The goal, Republicans say, is to remind our elected officials that under the Constitution, the powers of the federal government are to be “few and defined,” as James Madison put it.
That proper division of powers between state and federal authorities will be a recurring theme in the 2011 General Assembly as well. Republican leaders in Georgia, including Gov.-elect Nathan Deal, say they are intent on reasserting the rightful, constitutional role of states against an overly intrusive federal government.
In case you’re not getting the message, Republicans are serious about the Constitution. Unlike the Democrats, who treat the nation’s founding document as a mere series of suggestions, Republicans see the Constitution as sacred writ to be followed as originally intended.
Except, not really. Not when put to the test.
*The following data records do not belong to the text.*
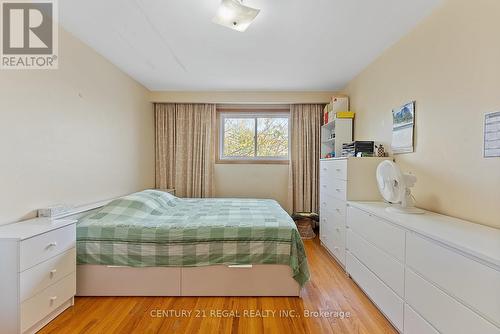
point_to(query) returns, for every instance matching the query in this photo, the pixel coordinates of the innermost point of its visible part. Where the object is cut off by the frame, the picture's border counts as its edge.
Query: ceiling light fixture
(233, 14)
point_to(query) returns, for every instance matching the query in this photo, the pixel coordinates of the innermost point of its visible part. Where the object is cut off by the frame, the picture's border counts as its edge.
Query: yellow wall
(75, 135)
(279, 97)
(253, 181)
(450, 64)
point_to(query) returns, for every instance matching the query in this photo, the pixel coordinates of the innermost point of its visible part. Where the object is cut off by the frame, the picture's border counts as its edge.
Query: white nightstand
(37, 272)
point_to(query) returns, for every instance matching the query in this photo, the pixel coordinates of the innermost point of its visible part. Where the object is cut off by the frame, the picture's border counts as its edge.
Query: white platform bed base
(215, 280)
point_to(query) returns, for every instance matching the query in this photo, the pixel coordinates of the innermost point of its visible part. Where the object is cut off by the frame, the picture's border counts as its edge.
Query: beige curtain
(304, 156)
(185, 142)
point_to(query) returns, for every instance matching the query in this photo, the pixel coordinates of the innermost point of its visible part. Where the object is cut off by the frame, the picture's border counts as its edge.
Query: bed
(152, 243)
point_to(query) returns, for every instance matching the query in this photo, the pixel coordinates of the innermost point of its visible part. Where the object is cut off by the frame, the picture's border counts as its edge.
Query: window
(253, 136)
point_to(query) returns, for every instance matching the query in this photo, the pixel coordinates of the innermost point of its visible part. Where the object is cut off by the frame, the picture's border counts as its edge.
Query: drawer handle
(52, 244)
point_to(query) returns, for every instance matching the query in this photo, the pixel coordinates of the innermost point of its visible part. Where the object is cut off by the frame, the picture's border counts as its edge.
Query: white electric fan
(395, 188)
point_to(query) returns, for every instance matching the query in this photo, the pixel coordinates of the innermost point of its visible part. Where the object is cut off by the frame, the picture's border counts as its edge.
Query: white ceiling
(292, 44)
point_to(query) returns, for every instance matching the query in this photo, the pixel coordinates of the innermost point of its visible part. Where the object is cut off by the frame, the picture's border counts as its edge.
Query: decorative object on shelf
(336, 130)
(380, 150)
(403, 125)
(345, 114)
(492, 134)
(358, 149)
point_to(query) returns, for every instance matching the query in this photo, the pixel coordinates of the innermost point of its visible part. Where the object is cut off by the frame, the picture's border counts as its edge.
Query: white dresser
(343, 179)
(427, 273)
(37, 273)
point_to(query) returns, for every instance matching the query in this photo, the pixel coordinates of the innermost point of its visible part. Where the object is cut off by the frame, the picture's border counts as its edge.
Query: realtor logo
(29, 34)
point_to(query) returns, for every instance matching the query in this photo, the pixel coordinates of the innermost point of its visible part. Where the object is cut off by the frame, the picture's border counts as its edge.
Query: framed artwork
(403, 125)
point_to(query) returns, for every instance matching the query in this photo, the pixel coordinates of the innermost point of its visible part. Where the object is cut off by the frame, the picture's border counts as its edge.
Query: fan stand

For example, the top priority of Georgia’s political and business establishment in the upcoming Congress is to acquire at least $400 million in federal funds to deepen Savannah’s port. With bigger cargo ships coming on line by 2015, the project is critical to expanding Georgia’s role in global shipping. State Republican leaders take the project so seriously that they have even recruited Atlanta Mayor Kasim Reed to serve as an emissary to the Obama administration to help get the project funded.
But strictly interpreted, the Constitution does not allow the federal government to spend money on such projects, a fact that was a recurring feature of political debate in the early days of our republic.
In 1822, for example, President James Monroe vetoed a bill funding road construction and repair. The Constitution, he wrote, gives the federal government no authority to fund such “internal improvements,” which instead were traditionally funded by states or private investors.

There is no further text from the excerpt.